CHAMBRE DES RECOURS PENALE

Arrêt du 7 août 2026

Composition

M m e ELKAIM, présidente MM. Perrot et Maytain, juges Greffier : M. Ritter

*****

Art. 92 CP; 64 al. 1 et 2 LPA-VD ; 38 al. 1 LEP

Statuant sur le recours interjeté le 15 juin 2026 par B.________ contre la décision rendue le 4 juin 2026 par l’Office d’exécution des peines dans la cause n° AP26.***, la Chambre des recours pénale considère :

En fait

A.

a) Le casier judiciaire de B.________ fait état notamment des condamnations suivantes :

- 4 mai 2017, Cour d'appel pénale du Tribunal cantonal : abus de confiance, vol, escroquerie, tentative d'escroquerie, faux dans les titres, faux dans les certificats, obtention frauduleuse d'une prestation, tentative d'obtention frauduleuse d'une prestation, délit contre la Loi fédérale sur l'assurance-chômage obligatoire et l'indemnité en cas d'insolvabilité ; peine privative de liberté de 3 ans, avec sursis portant sur 21 mois et délai d'épreuve de 4 ans, 60 jours-amende à 30 fr. et traitement ambulatoire au sens de l'art. 63 CP (Code pénal ; RS 311.0) ;

- 12 avril 2018, Ministère public de l'arrondissement de Lausanne : non-restitution de permis et/ou plaques de contrôle ; 60 joursamende à 30 fr. le jour, convertis en 60 jours de peine privative de liberté de substitution ;

- 22 juin 2018, Ministère public du canton du Valais, Office central : circuler sans assurance-responsabilité civile au sens de la loi fédérale sur la circulation routière, non-restitution de permis et/ou plaques de contrôle ; 45 jours-amende à 30 fr. le jour ;

- 22 mars 2019, Tribunal correctionnel de l'arrondissement de Lausanne: blanchiment d'argent, recel ; peine privative de liberté de 10 mois ;

- 5 mai 2021, Tribunal correctionnel de l’arrondissement de Lausanne : utilisation frauduleuse d’un ordinateur, faux dans les titres ; peine privative de liberté de 30 mois, partiellement complémentaire au jugement du 22 mars 2019 et peine d’ensemble avec le jugement du 4 mai 2017, traitement ambulatoire selon l’art. 63 CP.
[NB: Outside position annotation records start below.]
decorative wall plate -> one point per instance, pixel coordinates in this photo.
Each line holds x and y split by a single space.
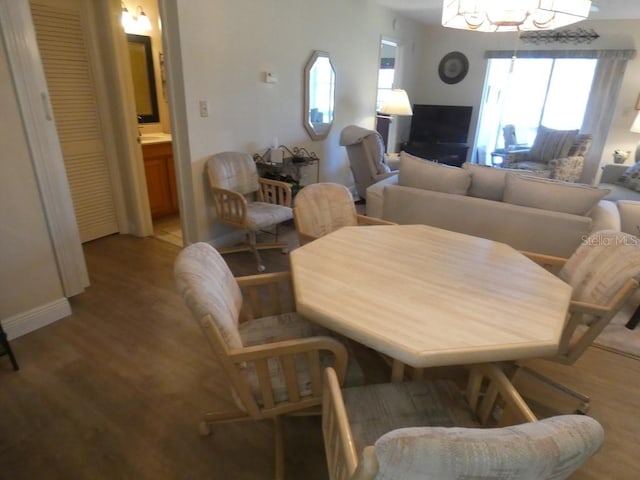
453 67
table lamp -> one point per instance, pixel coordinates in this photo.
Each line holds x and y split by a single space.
635 128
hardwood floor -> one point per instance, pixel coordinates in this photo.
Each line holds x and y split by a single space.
116 390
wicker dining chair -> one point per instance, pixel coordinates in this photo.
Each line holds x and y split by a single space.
244 200
321 208
428 430
272 357
604 272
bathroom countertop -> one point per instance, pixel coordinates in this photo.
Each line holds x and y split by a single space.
148 138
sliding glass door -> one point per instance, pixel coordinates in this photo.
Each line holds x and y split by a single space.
528 92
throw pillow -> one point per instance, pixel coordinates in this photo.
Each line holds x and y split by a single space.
631 178
556 195
420 173
580 145
487 182
550 144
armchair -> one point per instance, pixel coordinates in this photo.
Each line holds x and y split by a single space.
244 200
604 272
272 357
555 154
321 208
365 149
427 430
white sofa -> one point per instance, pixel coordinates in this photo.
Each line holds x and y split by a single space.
625 192
527 212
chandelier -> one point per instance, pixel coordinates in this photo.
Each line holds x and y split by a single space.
512 15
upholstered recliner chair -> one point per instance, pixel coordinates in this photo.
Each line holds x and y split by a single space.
555 154
365 149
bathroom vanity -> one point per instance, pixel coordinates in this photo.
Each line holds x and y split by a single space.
157 151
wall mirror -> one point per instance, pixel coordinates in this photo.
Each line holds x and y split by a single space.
144 81
320 82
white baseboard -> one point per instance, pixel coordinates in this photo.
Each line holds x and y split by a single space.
36 318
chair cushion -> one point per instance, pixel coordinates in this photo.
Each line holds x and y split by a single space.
375 146
210 290
262 215
630 178
550 144
601 265
556 195
550 448
420 173
435 403
288 326
235 171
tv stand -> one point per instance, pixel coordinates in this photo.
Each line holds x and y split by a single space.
454 154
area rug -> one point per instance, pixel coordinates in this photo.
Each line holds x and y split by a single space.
619 339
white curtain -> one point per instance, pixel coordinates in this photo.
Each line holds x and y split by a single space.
599 112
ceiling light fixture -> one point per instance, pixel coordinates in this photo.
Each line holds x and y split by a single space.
512 15
135 23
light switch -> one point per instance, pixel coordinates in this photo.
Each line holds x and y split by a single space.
270 77
204 108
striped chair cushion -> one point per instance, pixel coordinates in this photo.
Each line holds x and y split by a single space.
550 144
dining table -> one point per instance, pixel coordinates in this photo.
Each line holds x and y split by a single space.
428 297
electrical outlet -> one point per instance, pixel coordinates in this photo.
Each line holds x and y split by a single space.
204 108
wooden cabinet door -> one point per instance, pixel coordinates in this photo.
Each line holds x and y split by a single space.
161 181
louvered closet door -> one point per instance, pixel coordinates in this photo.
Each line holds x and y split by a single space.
67 67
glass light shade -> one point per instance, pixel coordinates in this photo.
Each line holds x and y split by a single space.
397 103
127 20
512 15
143 22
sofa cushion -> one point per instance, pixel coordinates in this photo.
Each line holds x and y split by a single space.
487 182
630 178
550 144
417 172
536 192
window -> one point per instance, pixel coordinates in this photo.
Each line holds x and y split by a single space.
387 70
528 92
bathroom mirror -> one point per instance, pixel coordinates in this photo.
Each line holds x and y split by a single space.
320 81
144 81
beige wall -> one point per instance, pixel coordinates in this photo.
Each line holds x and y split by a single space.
227 45
28 273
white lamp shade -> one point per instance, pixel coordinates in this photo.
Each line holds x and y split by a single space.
513 15
635 126
396 103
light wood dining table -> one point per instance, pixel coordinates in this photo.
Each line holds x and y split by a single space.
430 297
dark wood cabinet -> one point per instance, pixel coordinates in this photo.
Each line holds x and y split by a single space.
454 154
160 176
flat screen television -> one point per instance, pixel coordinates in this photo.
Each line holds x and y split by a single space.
440 124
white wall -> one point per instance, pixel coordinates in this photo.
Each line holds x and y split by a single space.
439 41
227 45
29 279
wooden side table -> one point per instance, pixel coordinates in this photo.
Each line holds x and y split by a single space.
5 348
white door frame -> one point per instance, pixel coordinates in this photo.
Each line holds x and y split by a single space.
46 154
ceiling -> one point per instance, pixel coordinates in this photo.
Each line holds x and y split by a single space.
429 12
b) Le 24 juin 2022, le Ministère public de l’arrondissement du Nord vaudois a ouvert une instruction pénale à l’encontre de B.________ pour vol et escroquerie.

Par décision du 23 août 2022, I’Office d'exécution des peines (OEP) a révoqué le régime de la semi-détention qui avait été accordé à B.________, au motif qu’au vu de l’enquête nouvellement ouverte contre elle par le Ministère public de l’arrondissement du Nord vaudois, elle n’était pas digne de la confiance nécessaire à l’octroi d’un tel régime, et ce quand bien même l’étendue de son activité délictueuse n’était pas encore établie. Dans ces conditions et compte tenu des antécédents de la condamnée, l’OEP considérait que le risque de récidive était patent.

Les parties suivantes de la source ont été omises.